A const reference is simply that a reference that is const. It does not change the const-ness of the actual object you are passing in.
An example of non-const operator overloading:
Here is an example of operator overloading where the parameter is not const.
I DO NOT RECOMMEND TO DO THIS THOUGH:
class B
{
public:
const B& operator=(B& other)
{
other.x = 3;
x = other.x;
return *this;
}
int x;
};
void main(int argc, char** argv[])
{
B a;
a.x = 33;
B b;
b.x = 44;
a = b;//both a and b will be changed
return 0;
}
A const parameter is const throughout the function using it, it does not change its constness outside of it.
In this case you want to declare a const argument so that your assignment operator accepts both non-const variables and const variables; the latter case, in particular, includes the result of expressions, which is a temporary const variable and which you generally want to support in assignments.
If you used
CVector& CVector::operator= (CVector& param) // no const
then did this:
const CVector& my_vector = GetMyVector();
some_other_vector = my_vector; // call assignment operator - error!
You'll get an error because my_vector is a const CVector& and that can't be cast to a CVector& (non-const reference). It's just the local reference to it inside the operator= function that is const, not the entire object itself.
You can use the non-const variety, but this has two repercussions, one which is functional, and one which is about what you, as the writer of the function, are telling the user.
1) people calling the function that takes a non-const reference would not be able to call it using a const variable
2) when you have a function argument that's a non-const reference, you're signalling, "I reserver the right to change this". Typically, when a user of your function writes a = b;, he doesn't expect b to change.

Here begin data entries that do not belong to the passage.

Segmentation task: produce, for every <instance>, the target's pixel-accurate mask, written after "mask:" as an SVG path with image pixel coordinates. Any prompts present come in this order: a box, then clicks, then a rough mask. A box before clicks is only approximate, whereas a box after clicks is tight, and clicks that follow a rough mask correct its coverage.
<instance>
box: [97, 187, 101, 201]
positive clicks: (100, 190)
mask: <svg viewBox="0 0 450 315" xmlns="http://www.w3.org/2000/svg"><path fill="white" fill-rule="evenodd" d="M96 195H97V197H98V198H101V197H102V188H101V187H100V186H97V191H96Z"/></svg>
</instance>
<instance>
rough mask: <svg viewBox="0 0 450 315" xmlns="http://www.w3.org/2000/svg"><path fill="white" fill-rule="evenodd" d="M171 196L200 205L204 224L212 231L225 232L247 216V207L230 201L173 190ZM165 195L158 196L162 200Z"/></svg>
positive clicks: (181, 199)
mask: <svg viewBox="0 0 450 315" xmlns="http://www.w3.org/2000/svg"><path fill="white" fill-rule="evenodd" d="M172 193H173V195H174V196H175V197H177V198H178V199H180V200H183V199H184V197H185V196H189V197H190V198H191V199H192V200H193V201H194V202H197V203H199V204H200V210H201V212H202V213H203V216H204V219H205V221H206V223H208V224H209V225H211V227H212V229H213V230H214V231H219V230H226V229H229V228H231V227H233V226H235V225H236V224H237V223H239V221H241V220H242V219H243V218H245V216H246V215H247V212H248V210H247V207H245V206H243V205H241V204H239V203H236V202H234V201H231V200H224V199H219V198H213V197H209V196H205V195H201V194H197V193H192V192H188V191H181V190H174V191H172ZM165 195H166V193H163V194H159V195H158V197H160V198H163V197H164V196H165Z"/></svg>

Note that there's a third option you could use for this, pass-by-value:
CVector& CVector::operator= (CVector param) //no reference
This doesn't have either of the problems I mention above. However, it's very inefficient. Because of these three factors, passing by reference-to-const is preferred, especially in cases like a vector where copying can be expensive.
For the same reason you would use const anywhere: to ensure that future changes to the method don't inadvertently modify the passed in parameter, to help document the interface to notify callers that it is safe to pass param without risk of it changing, and to allow callers to pass in references that are declared as const in the calling code.
Another reason is to allow for conversions. For example:
string s = "foo";
s = "bar";
Here, an implementation might choose to only provide the assignment operator that takes a const reference to a string as a parameter, and depend on the compiler using a constructor to create a temporary string from the char * "bar". This would not work if the op='s parameter was not const, as you cannot bind a temporary to a non-const reference.
The const qualifier makes the passed parameter (in your example it is 'const CVector& param') as read only. The const qualifier ensures that the parameter (param) is not altered inside the operator=() method.
Without the const qualifier, the following is possible:
CVector& CVector::operator= (CVector& param)
{
x=param.x;
y=param.y;
param.x = 10; // some random value
param.y = 100;
return *this;
}
The above method alters the right hand side operand 'param' after assigning the value to the left hand side operand. The const qualifier helps you not to violate the semantics of the assignment operation.